本会の趣旨を前田監督に伺ったところ、新シーズンに入って慶應の主将より早稲田の主将に「今年はぜひ早慶戦を実現しよう」との意向を伝えた際に「ここ数年実施できていない早慶戦の意義を両校で話し合う機会を作ろう」との返事があり、双方合意のもと実施に至ったとの事でした。
ご存じの通り、コロナ禍及び慶應側の不祥事により早慶戦は4年間行われていません。即ち昨年度の4年生は現役時代に一度も春の早慶定期戦を体験せずに卒業した事になります。これはやはり異常事態だと思います。
もちろん体育会の全ての部が早慶戦を行なっているわけではないですが、1953年の第1回大会以来70回近く行われてきた両校のアメリカンフットボール部の歴史からすると、非常に残念な事でした。
その意味で、早稲田主将からの提案は極めて意義のあるものであったと言えるでしょう。私学の雄として常に比較される早慶が、共に相手に対する競争心と尊敬を再確認し、新たなアメリカンフットボール早慶戦の歴史を作っていこうという試みは、まさに今の時期に必要なものであろうと思います。因みに今年の早慶戦のスローガンは、両校で話し合ってひとつのものを作り上げる事となりました。
少々戦績について振り返ってみますと、2019年の第67回大会までの通算勝敗は、慶應39勝27敗1分。高校定期戦(塾高vs早大学院)は慶應32勝27敗1分。アメリカンフットボールについては大学・高校共に慶應が勝ち越していますが、慶應義塾体育会全部門の通算早慶戦実績での勝ち越し部門数は、慶應13・早稲田49(引き分け1部門)と早稲田が慶應を圧倒しています。この推移からするとUnicornsは健闘していると言えるでしょう。
さて前置きが長くなりましたが、会合の内容についてご報告します。両校指導陣・OB・全部員が集合した講堂教室にて、まずは今回の会合の趣旨及びゴールの確認、進行手順の説明があったあと、両校OBとMC役の両主将が登壇しての講演会が実施されました。私はこの講演会の慶應側代表OBとして出席致しました。早稲田側OBは、私より4歳年長で1978年主将であった矢吹欣一郎さんでした。
あらかじめ用意された質問は「早慶戦への思い入れ」「早慶戦への取り組み方」といったものでしたが、学生からのフリー質問は「当時どんな練習をしていたか?」「現役時、相手に対してどう思っていたか?」「卒業後は双方のOBとどんな付き合いをしているか?」等がありました。

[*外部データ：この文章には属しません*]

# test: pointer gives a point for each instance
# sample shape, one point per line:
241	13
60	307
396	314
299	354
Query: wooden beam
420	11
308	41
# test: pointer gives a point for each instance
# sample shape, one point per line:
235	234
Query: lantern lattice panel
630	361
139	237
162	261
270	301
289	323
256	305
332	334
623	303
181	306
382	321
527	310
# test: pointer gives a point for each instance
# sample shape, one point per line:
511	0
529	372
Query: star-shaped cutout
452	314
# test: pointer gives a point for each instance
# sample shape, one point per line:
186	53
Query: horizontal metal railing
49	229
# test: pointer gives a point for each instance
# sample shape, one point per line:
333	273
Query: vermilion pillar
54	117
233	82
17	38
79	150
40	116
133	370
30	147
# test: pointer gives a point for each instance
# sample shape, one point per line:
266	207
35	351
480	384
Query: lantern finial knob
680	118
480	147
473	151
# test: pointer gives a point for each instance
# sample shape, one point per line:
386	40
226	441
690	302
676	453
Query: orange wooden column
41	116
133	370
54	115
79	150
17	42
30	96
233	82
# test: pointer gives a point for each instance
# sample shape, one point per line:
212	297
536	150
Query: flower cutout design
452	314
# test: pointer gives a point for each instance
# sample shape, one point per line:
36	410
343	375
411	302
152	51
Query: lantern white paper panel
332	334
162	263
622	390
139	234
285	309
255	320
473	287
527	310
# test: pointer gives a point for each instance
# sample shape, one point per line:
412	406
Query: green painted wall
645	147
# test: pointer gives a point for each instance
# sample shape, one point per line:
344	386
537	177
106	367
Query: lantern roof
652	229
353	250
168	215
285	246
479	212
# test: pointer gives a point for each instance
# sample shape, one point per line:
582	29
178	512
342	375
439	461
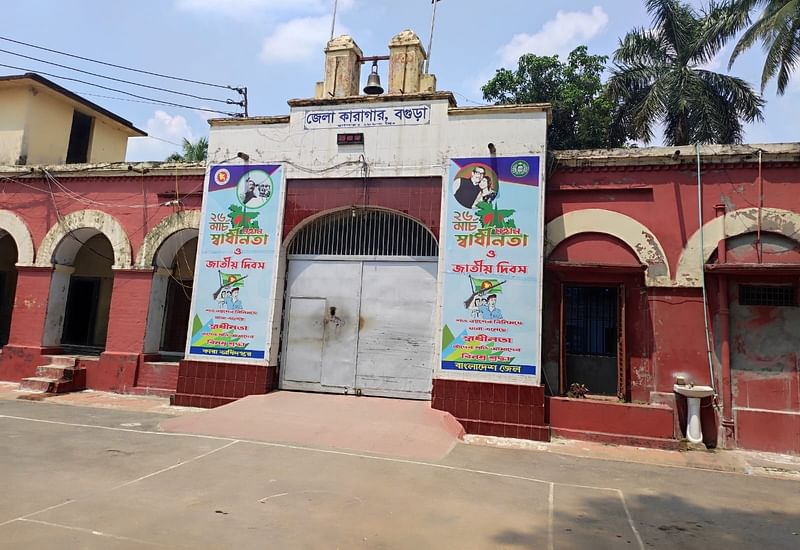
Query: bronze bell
373	86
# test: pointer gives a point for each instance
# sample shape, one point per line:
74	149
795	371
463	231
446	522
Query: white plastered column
56	304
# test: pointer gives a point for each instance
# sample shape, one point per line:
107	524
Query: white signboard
368	117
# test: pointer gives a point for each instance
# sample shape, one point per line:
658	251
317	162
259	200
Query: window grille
590	321
364	232
768	295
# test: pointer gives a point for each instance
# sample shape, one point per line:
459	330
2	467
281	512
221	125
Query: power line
121	66
119	91
226	101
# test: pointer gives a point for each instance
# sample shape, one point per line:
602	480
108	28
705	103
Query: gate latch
332	318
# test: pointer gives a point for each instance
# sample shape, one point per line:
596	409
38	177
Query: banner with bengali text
491	316
237	254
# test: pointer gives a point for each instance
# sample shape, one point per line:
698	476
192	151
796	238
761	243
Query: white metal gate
361	323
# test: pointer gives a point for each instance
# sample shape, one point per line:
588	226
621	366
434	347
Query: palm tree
192	152
659	77
778	30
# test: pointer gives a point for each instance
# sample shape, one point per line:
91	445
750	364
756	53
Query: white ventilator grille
364	232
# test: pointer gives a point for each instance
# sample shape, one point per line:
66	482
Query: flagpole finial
333	19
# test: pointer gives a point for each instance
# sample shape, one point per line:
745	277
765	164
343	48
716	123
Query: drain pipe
729	430
760	249
703	273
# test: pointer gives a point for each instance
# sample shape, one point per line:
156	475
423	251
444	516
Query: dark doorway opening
176	318
81	315
593	342
8	284
78	148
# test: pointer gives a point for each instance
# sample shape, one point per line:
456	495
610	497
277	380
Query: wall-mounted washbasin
694	391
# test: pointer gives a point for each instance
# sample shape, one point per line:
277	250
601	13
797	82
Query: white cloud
298	39
557	36
165	134
245	9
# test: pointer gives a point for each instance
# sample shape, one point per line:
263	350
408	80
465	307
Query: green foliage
447	337
491	216
192	152
777	28
582	112
242	218
658	78
197	324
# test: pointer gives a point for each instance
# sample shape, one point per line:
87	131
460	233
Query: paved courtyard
100	478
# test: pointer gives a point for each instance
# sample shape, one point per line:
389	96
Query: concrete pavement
81	477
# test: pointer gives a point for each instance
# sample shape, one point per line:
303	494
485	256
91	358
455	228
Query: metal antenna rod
430	39
333	20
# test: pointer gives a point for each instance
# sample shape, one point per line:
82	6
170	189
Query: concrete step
61	360
55	379
55	371
39	384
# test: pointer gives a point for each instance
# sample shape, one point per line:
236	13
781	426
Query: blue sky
274	47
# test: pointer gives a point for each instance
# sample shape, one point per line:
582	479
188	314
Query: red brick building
623	310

矢吹さんも私も卒業後40年以上経っている老練OBですが、そんな時代のアメリカンフットボール部の実態に学生が興味深々であったのは意外でした。私も“不適切にもほどがある”カミングアウトをしてしまいましたが、和気藹々とした楽しいセッションであったと思います。

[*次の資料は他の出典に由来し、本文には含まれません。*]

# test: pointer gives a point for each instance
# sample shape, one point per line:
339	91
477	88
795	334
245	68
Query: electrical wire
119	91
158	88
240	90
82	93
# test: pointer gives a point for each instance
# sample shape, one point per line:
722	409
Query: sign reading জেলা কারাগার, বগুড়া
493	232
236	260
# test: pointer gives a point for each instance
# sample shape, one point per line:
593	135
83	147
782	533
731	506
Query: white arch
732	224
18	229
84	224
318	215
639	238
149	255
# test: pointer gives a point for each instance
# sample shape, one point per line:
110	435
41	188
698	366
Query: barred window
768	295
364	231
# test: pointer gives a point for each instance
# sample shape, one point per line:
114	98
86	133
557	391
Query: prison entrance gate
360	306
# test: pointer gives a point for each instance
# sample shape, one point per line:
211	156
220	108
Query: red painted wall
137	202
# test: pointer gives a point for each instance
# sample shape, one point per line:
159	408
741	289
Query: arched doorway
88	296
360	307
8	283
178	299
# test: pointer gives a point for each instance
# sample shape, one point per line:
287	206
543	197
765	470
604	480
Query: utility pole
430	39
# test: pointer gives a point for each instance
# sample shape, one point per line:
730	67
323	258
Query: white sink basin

この講演会パートのあとは、両校部員によるワーキンググループセッションとなりましたので、OBはお先に失礼しました。
何はともあれ早慶の学生が自発的にこのような会合を設けた事は、今後に向けても非常に意義深いものであったと思います。この会合の成果はきっと早慶戦に現われることでしょう。
開催を待ちわびたOB・OG・ファンが多数詰めかけた駒沢で、相互尊敬の気持ちをベースとした5年ぶりの熱い戦いが繰り広げられる事を祈念しております。